Muito esperado nas salas de cinema, o último filme de Scott decepciona boa parte da crítica. Entre interpretações e distorções, a verdade histórica dos fatos desaparece. Assim como a do cristianismo
No centro do filme de Ridley Scott, Cruzada, está a heróica defesa de Jerusalém. O povo cristão, guiado por Baliano de Ibelin, embora inferior em número, detém o imenso exército de Saladino, e concede aos inimigos o salvo-conduto para a Europa. Estamos no final do século XII. Para quem ama o épico da kolossal, esta parte da ação e o exército em combate vale o preço do ingresso. As máquinas de guerra leonardianas idealizadas pelo genial Baliano, a idéia forte de uma amizade entre cavaleiros prontos a morrer pelos inocentes, os combates com armas brancas cimitarras (sabre oriental de lâmina larga e recurva e que tem um só gume) e espadões (espada larga e pesada que se manejava com ambas as mãos) são um espetáculo. Mas o resto... O resto é uma tragédia, não no sentido grego, porém. Uma destruição da verdade histórica e, sobretudo, um preconceito mais profundo: uma distorção absoluta daquilo que o cristianismo era então e é hoje.
O cristianismo na Idade Média
Para Scott, o cristianismo vivido naquele tempo era uma espécie de superstição na mão de bispos sem fé, uma seqüência de condenações insuportáveis e assassinos. A salvação e a redenção dos homens, segundo a conclusão contida neste filme, virá pela obediência aos eternos mandamentos. Esta é a idéia new age em que a possibilidade do reino de Deus na terra está em escutar os nossos bons sentimentos, no pêssego em flor ou na fuga em paisagens românticas. Em suma, a redenção, para Scott, vem do próprio homem. É esta a verdadeira tragédia e a verdadeira mentira. Cristo encarnou-se justamente para redimir o homem, incapaz de construir o bem somente com suas mãos. O inferno de todas as utopias é exatamente este: o instante de pureza transforma-se rapidamente em pretensão de capacidade de realizar um mundo justo, de onde nasce toda infelicidade.

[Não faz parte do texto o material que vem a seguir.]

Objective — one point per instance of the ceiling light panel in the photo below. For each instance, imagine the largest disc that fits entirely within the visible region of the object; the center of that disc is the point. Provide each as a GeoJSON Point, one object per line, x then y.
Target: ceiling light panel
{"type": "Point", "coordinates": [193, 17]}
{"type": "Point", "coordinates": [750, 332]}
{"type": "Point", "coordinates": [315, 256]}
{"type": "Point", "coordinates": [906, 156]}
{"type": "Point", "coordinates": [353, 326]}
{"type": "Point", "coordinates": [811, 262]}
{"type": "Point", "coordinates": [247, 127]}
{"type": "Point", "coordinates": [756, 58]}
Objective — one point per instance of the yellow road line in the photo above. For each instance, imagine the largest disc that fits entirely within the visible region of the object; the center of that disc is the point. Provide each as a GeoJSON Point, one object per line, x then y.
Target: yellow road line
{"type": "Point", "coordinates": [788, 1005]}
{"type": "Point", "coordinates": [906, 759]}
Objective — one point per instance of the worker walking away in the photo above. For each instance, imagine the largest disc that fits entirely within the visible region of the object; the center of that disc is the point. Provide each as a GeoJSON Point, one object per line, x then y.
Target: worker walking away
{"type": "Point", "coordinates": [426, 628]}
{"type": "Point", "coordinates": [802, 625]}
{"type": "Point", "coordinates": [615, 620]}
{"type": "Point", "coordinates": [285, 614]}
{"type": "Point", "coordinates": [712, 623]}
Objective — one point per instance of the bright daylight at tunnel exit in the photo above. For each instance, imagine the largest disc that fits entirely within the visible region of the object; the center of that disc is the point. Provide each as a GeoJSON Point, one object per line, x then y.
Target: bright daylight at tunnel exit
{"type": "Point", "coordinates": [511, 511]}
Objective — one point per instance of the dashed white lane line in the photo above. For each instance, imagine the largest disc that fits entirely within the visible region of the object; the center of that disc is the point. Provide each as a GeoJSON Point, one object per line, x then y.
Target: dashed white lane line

Para Scott, Jesus e Maomé são profetas ausentes. Ambos queriam a paz, mas, depois, chegaram os maus, especialmente os cristãos. Para existir um mundo bom, é necessário escutar as recomendações dos profetas, combatendo as várias estruturas das religiões. Dentro deste panorama ideológico, os ajustes ou as verdadeiras e próprias falsidades históricas ficam em segundo plano, mesmo sendo funcionais à tese do autor. Marco Meschini, Alberto Leoni e Giorgio Rumia as evidenciaram bem. O cristianismo medieval é falsamente visto como uma pura soma de males e a civilização dele nascida é considerada uma fonte venenosa de misérias e maldades. Na batalha, Jerusalém, reconstruída pelos árabes, é um sonho. As figuras dos sacerdotes e dos bispos são cruéis e nefastas e os cavaleiros templários são deturpados a ponto de serem transformados em claros homicidas. Ao contrário, Saladino é (justamente) visto como soberano equilibrado, esquecendo ou justificando, por isso, os episódios de destruição realizados por ele. Esconde-se que foram os muçulmanos que partiram para conquistar o mundo, enquanto a atitude cristã foi uma resposta, um modo para sitiar o invasor o mais distante possível dos próprios confins.
A cavalaria
Na trama do filme, porém, há algo de bonito e santo. Por exemplo, o motivo pelo qual Baliano se agrega aos cruzados, entre os quais está o pai, é verdadeiro e bem mostrado: o pedido de perdão. Tinha matado. Ir a Jerusalém, até o sepulcro vazio, era um gesto de mendicância absoluta, um colocar-se nas mãos da misericórdia. Isso é real e muito bonito, assim como a idéia colocada em evidência por Baliano sobre a defesa do povo unido, a lealdade e o socorro aos desarmados e a vontade de diálogo com os muçulmanos, não por motivos de poder, mas por uma justa convivência. O autor do filme, porém, cala e inclusive nega a origem destes valores, quase como se eles nascessem em contradição com o cristianismo. Ao invés – dizem-no os historiadores e mostra-o a evidência de uma experiência cristã hoje –, eles estão na raiz do relacionamento com Cristo. Não um Cristo filósofo ou sapiente, mas como companhia de Deus que torna a vida mais humana. A cavalaria nasceu assim, de uma amizade com Cristo.
Infelizmente, esse filme sobre as cruzadas torna-se ele mesmo uma cruzada contra as raízes cristãs da Europa. Quer arrancá-las e faz com que sejam odiadas. Como se a paz no mundo e o verdadeiro progresso nascessem da renúncia à identidade, da renegação da Igreja. Sabemos bem que não é assim. A única esperança nesse deserto é o Mistério desta Presença na história.